Il n'était pas loin de midi. Le Soleil brûlant d'un mois d'été tapait sur les corps en putréfaction. Une odeur âcre montait du fond de la fosse, si bien qu'il en avait la nausée. Cette puanteur atroce a failli le faire vomir plusieurs fois. Il avait arraché un tibia à un cadavre, et tentait maintenant de creuser un trou au moins assez grand pour s'y cacher.
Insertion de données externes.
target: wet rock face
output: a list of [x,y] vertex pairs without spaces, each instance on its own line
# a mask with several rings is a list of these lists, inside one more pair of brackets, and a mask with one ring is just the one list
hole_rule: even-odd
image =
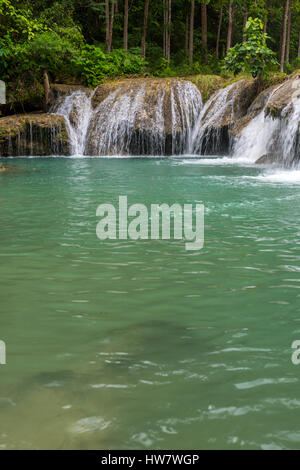
[[69,155],[65,121],[52,114],[25,114],[0,119],[0,156]]
[[242,130],[264,109],[271,93],[276,89],[277,85],[271,86],[263,90],[249,106],[247,113],[240,119],[237,119],[230,129],[232,136],[238,136]]
[[52,107],[58,107],[59,104],[75,91],[84,91],[87,95],[92,93],[91,88],[87,88],[81,85],[64,85],[60,83],[54,83],[50,86],[50,109]]
[[287,107],[292,107],[300,98],[300,78],[296,75],[286,80],[271,96],[267,106],[266,115],[274,118],[285,117]]
[[247,113],[256,91],[257,85],[253,79],[240,80],[218,90],[207,101],[201,113],[193,153],[229,154],[231,129]]
[[100,85],[91,102],[88,155],[184,153],[202,107],[194,84],[159,78]]

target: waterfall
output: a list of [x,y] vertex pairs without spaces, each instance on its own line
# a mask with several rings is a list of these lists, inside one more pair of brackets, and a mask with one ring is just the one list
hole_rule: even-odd
[[[202,97],[184,80],[128,80],[97,102],[77,90],[50,112],[67,124],[72,154],[166,155],[187,151],[198,122]],[[95,96],[95,99],[93,97]]]
[[[178,82],[176,93],[171,90],[172,154],[189,153],[193,129],[203,108],[201,93],[195,93],[190,82]],[[183,132],[180,130],[183,129]]]
[[296,81],[294,84],[292,99],[283,108],[279,118],[268,114],[267,106],[282,85],[270,93],[262,111],[236,139],[233,148],[235,159],[254,163],[263,156],[270,156],[272,161],[283,163],[285,166],[290,166],[299,159],[300,98],[299,84]]
[[[189,153],[199,155],[222,153],[224,139],[228,140],[224,124],[230,124],[235,114],[236,93],[231,93],[235,86],[236,83],[233,83],[218,90],[206,102],[194,126]],[[225,146],[229,146],[228,142]]]
[[49,111],[64,117],[72,155],[84,154],[87,129],[92,115],[91,98],[92,96],[83,90],[76,90],[62,102],[54,104]]

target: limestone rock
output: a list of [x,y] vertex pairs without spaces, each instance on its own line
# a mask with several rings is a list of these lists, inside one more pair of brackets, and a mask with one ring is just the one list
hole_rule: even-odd
[[69,154],[63,117],[24,114],[0,119],[0,156]]

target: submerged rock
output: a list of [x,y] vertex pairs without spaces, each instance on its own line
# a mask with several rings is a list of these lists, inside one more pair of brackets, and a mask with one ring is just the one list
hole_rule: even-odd
[[0,119],[0,156],[69,154],[69,137],[61,116],[25,114]]

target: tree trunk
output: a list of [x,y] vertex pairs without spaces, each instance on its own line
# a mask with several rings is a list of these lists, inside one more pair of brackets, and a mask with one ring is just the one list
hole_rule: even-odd
[[286,54],[285,54],[285,61],[287,64],[290,62],[291,26],[292,26],[292,5],[290,2],[289,14],[288,14],[287,38],[286,38]]
[[[110,6],[111,4],[111,6]],[[106,52],[111,52],[114,27],[115,0],[105,0]]]
[[164,0],[164,58],[170,62],[171,57],[171,11],[172,0]]
[[147,36],[147,24],[148,24],[148,13],[149,13],[149,0],[145,0],[144,8],[144,26],[142,35],[142,57],[146,57],[146,36]]
[[185,41],[184,41],[184,56],[189,55],[189,3],[185,1]]
[[195,0],[191,1],[191,19],[190,19],[190,51],[189,51],[189,64],[193,64],[193,51],[194,51],[194,19],[195,19]]
[[246,7],[244,11],[244,19],[243,19],[243,42],[246,42],[246,35],[244,33],[244,30],[245,30],[247,21],[248,21],[248,8]]
[[110,0],[105,0],[105,42],[106,42],[106,52],[109,52],[109,10],[110,10]]
[[50,104],[50,85],[49,85],[48,71],[44,70],[43,75],[44,75],[44,95],[45,95],[44,110],[48,111],[48,107]]
[[124,0],[123,49],[128,50],[128,0]]
[[202,20],[202,49],[204,51],[205,62],[207,59],[207,6],[206,2],[201,4],[201,20]]
[[281,54],[280,54],[280,72],[283,72],[283,68],[284,68],[284,56],[285,56],[285,46],[286,46],[286,29],[287,29],[289,5],[290,5],[290,0],[286,0],[285,1],[285,6],[284,6],[284,14],[283,14],[282,43],[281,43]]
[[220,9],[219,25],[218,25],[218,33],[217,33],[217,42],[216,42],[216,57],[217,57],[217,59],[219,58],[222,20],[223,20],[223,5],[221,5],[221,9]]
[[229,51],[231,48],[231,38],[232,38],[232,27],[233,27],[233,15],[232,15],[232,0],[229,0],[229,7],[228,7],[228,33],[227,33],[227,45],[226,45],[226,52]]

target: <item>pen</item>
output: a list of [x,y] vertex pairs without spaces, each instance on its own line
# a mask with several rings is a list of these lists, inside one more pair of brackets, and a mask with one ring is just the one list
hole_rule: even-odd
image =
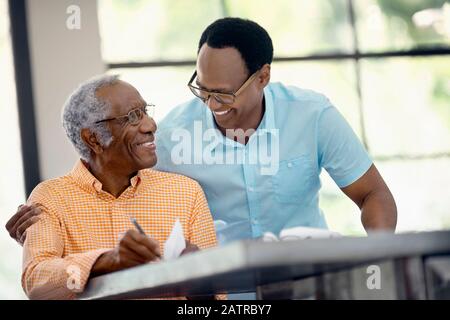
[[136,229],[138,229],[139,233],[142,235],[146,235],[144,230],[142,229],[142,227],[139,225],[139,223],[137,222],[136,218],[131,218],[131,222],[134,224],[134,226],[136,227]]

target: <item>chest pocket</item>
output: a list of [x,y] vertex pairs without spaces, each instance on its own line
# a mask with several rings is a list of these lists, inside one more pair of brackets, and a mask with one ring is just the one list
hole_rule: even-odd
[[306,156],[280,161],[273,177],[276,199],[281,203],[301,202],[311,189],[313,177],[314,168]]

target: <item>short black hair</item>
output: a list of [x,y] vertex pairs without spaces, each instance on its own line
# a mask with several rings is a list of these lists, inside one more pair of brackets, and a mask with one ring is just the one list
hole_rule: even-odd
[[214,21],[203,31],[197,53],[205,43],[216,49],[237,49],[249,74],[272,63],[272,39],[263,27],[247,19],[227,17]]

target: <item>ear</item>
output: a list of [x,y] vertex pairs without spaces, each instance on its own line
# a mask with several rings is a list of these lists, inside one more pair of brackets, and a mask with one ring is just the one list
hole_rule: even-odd
[[103,152],[103,147],[98,141],[97,136],[90,129],[81,129],[80,135],[81,139],[89,147],[89,149],[92,150],[92,152],[94,152],[95,154],[100,154]]
[[266,63],[262,66],[261,71],[258,76],[258,84],[261,85],[262,88],[267,86],[270,82],[270,64]]

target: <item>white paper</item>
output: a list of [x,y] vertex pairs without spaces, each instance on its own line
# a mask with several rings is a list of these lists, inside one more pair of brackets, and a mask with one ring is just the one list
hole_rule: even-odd
[[177,219],[164,244],[164,260],[172,260],[178,258],[181,252],[186,248],[186,241],[184,240],[183,227],[180,220]]
[[283,229],[280,232],[280,240],[300,240],[300,239],[323,239],[339,238],[341,234],[327,229],[318,229],[310,227],[294,227]]
[[323,238],[339,238],[342,237],[338,232],[310,228],[310,227],[294,227],[283,229],[280,232],[279,237],[277,237],[272,232],[264,233],[262,240],[264,242],[273,241],[289,241],[289,240],[305,240],[305,239],[323,239]]

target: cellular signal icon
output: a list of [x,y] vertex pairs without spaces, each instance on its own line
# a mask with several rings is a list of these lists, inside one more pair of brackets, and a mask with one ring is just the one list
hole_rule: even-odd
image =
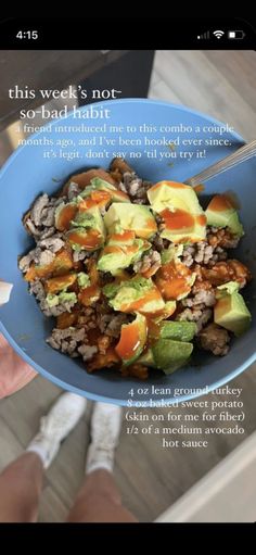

Le mort désormais boiteux semblait le regarder avec un mélange de haine et de jalousie. Sa main tendue vers lui semblait vouloir récupérer l'os arraché, et ses jambes semblaient prêtes à sauter sur lui au moindre instant. Peut-être était-ce la chaleur étouffante et l'effort qu'il avait à fournir qui lui provoquaient des hallucinations, ou bien le mort venait réellement d'émettre un gémissement. Puis c'était un autre mort. Et un autre. Et un autre. Il fallait qu'il sorte d'ici. Dans sa hâte, il manqua plusieurs coups, et tapa même sur son pied, provoquant un craquement similaire à celui de l'os qu'il a arraché plus tôt. Il n'avait plus aucune notion du temps. Son seul indice était ce Soleil, qui était descendu dans le ciel et éclairait désormais l'entièreté de la cavité. La chaleur n'était que douleur, et son malheur décuplait. La cavité qu'il creusait semblait ne jamais finir et les parois de la fosse lui paraissaient s'agrandir plus il les regardait. Il était en train d'halluciner. C'est dans ce profond délire que se posa à lui une question : qui suis-je ?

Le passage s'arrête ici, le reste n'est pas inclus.